Foam insert, the type already pre-cut with small squares ?

ie ebay 220076639010

Don't pull out the squares, just cut a cross with kitchen knife where pre cut.


----------



## abvidledUK (Jan 30, 2007)

Here's a thought...straws.

Cut to corrrect length, and used to nearly fill the box.

Leaving enough slack to store torches, upright.


----------



## bridgman (Feb 2, 2007)

You can get cheap "threaded bolt" style telescope eyepiece cases for about a buck each... translucent plastic, a bit over an inch in diameter. I know they are available up to 4 inches long or so, will try to post a link later.

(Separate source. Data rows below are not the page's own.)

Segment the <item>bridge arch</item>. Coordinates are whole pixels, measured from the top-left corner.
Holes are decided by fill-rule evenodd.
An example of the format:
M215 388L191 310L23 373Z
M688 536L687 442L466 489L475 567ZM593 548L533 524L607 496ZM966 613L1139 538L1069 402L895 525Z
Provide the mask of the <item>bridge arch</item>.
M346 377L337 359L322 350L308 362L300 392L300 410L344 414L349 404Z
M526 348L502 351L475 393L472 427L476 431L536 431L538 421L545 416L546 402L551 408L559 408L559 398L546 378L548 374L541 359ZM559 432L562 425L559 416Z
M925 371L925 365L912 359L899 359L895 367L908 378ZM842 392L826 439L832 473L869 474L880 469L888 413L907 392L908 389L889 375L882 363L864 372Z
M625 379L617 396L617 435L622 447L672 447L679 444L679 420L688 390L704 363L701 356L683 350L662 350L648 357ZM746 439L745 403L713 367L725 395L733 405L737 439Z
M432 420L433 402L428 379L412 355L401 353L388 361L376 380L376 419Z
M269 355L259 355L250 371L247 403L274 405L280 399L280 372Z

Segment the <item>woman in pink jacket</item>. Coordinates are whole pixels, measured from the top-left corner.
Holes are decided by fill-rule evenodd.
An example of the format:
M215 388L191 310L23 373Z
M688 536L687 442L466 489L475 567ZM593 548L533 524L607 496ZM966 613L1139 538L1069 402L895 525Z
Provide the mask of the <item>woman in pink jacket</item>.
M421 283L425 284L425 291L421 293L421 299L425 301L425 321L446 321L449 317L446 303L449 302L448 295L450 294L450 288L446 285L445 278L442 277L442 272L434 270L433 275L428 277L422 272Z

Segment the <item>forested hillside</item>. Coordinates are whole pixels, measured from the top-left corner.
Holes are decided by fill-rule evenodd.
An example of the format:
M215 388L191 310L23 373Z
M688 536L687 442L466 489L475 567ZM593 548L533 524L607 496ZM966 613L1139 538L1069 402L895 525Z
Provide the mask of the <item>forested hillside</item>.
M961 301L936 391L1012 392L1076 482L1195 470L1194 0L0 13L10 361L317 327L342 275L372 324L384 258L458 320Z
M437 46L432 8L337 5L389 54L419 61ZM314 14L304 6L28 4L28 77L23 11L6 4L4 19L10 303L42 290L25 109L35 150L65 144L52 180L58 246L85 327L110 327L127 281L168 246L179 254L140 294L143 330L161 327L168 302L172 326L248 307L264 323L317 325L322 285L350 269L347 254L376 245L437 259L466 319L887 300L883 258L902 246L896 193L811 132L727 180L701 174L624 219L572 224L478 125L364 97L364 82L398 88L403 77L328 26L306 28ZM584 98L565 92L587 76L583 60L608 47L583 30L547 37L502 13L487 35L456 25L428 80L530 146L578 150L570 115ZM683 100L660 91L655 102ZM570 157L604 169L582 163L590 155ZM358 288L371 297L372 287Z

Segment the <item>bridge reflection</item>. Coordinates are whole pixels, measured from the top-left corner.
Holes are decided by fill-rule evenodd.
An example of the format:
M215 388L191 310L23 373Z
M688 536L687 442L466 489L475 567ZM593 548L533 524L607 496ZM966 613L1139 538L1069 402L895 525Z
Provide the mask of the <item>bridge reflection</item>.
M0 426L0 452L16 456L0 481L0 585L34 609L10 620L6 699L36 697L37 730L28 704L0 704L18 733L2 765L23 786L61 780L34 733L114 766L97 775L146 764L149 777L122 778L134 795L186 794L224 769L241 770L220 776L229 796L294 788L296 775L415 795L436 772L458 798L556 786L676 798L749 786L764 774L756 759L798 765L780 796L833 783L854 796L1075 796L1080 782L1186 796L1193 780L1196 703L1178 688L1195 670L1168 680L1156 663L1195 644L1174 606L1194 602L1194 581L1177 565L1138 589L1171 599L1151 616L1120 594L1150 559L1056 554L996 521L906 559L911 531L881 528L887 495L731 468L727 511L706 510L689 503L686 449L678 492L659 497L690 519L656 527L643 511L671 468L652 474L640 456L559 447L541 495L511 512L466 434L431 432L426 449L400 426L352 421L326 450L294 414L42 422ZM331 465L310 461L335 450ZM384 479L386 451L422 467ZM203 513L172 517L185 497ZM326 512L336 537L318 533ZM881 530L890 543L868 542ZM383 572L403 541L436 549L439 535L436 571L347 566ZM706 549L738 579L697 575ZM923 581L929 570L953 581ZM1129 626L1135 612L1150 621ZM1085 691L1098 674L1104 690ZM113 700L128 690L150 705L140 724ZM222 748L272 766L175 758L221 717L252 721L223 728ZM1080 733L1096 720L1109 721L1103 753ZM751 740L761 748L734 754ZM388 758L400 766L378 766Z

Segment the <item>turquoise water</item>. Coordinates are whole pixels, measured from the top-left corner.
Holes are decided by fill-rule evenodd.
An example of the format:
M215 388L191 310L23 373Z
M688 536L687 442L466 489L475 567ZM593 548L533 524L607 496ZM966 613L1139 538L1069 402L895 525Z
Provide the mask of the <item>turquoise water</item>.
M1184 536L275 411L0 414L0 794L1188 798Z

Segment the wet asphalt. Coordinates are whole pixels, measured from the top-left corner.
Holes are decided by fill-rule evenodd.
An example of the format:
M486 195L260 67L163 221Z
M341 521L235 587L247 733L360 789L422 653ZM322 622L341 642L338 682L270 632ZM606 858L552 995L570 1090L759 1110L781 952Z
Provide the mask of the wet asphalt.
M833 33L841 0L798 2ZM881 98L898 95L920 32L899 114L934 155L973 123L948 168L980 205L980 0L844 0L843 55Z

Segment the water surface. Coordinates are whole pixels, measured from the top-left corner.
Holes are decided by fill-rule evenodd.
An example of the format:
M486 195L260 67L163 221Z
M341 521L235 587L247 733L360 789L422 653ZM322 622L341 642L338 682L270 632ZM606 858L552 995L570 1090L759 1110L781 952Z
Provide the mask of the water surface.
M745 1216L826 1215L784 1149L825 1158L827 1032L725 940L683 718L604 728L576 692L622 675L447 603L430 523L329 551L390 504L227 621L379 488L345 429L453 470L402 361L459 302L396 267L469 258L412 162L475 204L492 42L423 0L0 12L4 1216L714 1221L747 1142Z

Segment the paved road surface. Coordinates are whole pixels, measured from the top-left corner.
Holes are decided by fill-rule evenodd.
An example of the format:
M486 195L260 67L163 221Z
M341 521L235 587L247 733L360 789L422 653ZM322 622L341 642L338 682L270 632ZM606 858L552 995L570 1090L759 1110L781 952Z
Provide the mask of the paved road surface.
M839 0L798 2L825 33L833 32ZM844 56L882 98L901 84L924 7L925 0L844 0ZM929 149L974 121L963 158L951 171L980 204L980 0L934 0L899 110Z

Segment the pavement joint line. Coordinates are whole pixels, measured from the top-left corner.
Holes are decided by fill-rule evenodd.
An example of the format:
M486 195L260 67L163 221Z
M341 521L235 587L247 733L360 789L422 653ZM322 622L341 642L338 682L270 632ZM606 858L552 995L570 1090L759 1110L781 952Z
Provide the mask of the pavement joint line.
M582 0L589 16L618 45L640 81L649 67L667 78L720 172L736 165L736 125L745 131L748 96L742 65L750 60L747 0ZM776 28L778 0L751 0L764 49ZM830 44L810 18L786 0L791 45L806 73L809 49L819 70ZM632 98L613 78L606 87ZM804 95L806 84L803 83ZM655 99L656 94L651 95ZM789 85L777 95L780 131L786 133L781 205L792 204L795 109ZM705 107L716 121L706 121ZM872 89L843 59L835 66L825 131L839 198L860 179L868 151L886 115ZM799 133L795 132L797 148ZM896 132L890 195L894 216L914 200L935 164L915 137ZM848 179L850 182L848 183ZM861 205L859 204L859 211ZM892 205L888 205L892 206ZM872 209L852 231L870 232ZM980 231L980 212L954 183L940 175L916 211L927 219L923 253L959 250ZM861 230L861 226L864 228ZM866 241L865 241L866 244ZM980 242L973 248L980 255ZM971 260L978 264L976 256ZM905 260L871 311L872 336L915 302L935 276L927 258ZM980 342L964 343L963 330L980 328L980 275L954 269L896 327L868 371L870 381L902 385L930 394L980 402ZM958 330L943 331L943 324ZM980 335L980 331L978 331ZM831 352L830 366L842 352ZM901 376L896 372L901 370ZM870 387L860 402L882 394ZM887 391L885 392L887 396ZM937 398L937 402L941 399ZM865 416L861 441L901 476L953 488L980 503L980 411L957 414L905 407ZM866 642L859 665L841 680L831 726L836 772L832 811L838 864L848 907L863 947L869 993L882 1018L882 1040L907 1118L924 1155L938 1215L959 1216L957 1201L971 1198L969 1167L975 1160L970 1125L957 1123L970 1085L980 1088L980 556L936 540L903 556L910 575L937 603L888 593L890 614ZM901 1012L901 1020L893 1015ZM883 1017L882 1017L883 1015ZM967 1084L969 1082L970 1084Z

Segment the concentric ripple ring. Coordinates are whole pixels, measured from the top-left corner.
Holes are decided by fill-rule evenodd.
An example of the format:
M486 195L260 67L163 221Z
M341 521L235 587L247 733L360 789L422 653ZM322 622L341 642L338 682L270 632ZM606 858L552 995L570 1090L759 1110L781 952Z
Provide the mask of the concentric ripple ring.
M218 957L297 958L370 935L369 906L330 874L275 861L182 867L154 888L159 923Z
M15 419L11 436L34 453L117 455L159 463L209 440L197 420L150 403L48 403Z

Cheap, indestructible, and designed to let you drop in a $200+ premium eyepiece then toss it in a toolbox


----------



## Atomic_Chicken (Feb 3, 2007)

Greetings!

Go to your local grocery store. Look for the "Snapware" brand containers. They have rubber gasket seals, are clear so you can see the lights inside, and they're not very expensive (around $2-$4 each depending on the size). That's what I store my lights in when not using them.

Best wishes,
Bawko


----------